From the archives

Check your space bubble at the MRT entrance

Do you have space issues?

I do. My space issues make me a freak of the Filipino, and on a larger sense, Asian culture. We are supposed to be a warm, welcoming people. But if you invade my personal space without permission, maybe it’s the Leo in me but if I were a cat, my back would instantly arch up and my hair would stand on end.

When we studied space bubbles in design class my friends joked about an older girl who had an impenetrable space bubble. She was so aloof that although you could be good friends, you knew always to leave some pocket of air between the two of you, no matter how crowded it was on the bench you were sitting. She never took the campus jeepney. I wasn’t that girl then, but now, I’ve become her. I didn’t realize how bad it was until I started to hyperventilate mildly on the MRT. And it wasn’t even sardine-packed that time. This guy who was standing about a foot away just stretched his arm in front of me to hold on to the vertical railing, and for about five stations I felt my breath come in short gasps. I didn’t breathe easy until he got off the train.

I’ve been reading these blogs lately, trying to understand the local culture better, and I came across one complaining about the incredible shrinking five-room HDB flat. Then of course there is the incredibly flexible 18-square-meter minimum size of public housing as recommended by my country’s National Building Code and HUDCC, in which a family of six can live. It’s all relative, of course, but anthropometrically we are just the same. In space bubble terms? This is where it gets crazy.

Historically a Filipino family co-habits in a one-room box: the bahay kubo (literally translated as “cubed house”). Pre-indoor plumbing, the cube served as kitchen, living, dining and bedroom all-in-one for one entire family; the great outdoors was your loo. With the introduction of indoor plumbing, the box acquired a second door and two interior walls to make a bathroom. The rest of the space remained, and remains communal. Hence, sad to say, the escalating number of incest cases among the debatable 40-60% living below the poverty line.

I propose that this anathema is not about economics nor is it culture, although both factor in. At its most basic, it’s a space issue. Call it an ethics of space. When there is no distinction between private and public space, individual and communal space, something snaps. Filipinos are inherently gentle and good people (I still believe that, even after joining the diaspora); anyone would go mad living in a three-by-six-meter box with five other people, rubbing each other the wrong way.

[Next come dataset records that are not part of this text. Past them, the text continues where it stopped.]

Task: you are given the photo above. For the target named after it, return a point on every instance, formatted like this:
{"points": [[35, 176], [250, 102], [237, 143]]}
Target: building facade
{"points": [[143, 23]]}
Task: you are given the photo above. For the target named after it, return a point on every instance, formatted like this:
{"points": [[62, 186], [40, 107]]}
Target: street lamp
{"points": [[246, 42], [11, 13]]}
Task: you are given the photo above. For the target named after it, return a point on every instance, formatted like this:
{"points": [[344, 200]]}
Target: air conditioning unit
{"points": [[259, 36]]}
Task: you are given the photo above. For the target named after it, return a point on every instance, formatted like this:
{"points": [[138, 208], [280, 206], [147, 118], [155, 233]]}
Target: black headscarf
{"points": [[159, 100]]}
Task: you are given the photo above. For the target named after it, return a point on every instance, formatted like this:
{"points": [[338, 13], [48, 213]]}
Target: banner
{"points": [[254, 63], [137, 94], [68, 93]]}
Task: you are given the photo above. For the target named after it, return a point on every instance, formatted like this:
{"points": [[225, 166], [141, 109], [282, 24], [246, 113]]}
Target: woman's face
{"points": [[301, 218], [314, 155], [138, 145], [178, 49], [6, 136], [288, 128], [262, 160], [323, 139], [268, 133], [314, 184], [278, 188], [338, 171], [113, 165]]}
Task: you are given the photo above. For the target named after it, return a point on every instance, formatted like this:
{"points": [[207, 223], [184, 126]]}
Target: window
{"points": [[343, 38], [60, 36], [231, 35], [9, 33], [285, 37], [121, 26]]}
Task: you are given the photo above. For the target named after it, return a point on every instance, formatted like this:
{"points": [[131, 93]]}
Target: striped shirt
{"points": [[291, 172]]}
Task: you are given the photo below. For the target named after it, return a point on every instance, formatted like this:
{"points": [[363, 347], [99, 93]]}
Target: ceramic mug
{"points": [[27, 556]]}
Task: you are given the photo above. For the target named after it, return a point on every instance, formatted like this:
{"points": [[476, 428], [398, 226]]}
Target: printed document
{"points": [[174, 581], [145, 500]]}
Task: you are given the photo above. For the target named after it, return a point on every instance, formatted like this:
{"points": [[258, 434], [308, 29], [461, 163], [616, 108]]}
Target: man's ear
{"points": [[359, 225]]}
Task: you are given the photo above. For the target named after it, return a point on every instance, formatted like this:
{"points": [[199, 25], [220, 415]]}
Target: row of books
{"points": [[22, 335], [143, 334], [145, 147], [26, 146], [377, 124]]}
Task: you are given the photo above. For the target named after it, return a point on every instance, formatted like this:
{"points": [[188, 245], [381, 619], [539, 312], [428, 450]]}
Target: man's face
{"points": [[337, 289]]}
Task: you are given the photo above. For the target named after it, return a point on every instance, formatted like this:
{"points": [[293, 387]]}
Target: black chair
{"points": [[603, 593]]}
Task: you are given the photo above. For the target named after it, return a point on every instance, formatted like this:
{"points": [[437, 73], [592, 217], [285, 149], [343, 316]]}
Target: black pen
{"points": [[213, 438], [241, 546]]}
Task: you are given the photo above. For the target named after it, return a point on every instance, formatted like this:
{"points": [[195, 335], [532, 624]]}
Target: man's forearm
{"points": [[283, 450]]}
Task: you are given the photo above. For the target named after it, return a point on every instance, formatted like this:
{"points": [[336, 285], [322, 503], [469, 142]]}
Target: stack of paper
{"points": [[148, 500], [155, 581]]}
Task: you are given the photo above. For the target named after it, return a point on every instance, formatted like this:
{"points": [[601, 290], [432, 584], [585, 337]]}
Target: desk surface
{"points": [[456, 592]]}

The economic situation only makes it worse, a chicken-and-egg cycle that may not end in my lifetime. No matter how hard architects try to design a change (and heaven knows they try) the one-room cube will have to shelter the families of Metro Manila’s growing population (13 million within 636 square meters, as of latest count…how about that for overcrowding?) as Filipinos continue to flock to the nation’s capital in search of greener pastures. I feel the frustration from stifled design solutions and as a formerly angst-filled, occasional student activist. Which is probably why I have space issues. Although thinking about what’s happening back home puts into great perspective my drama-queen hyperventilating on the MRT.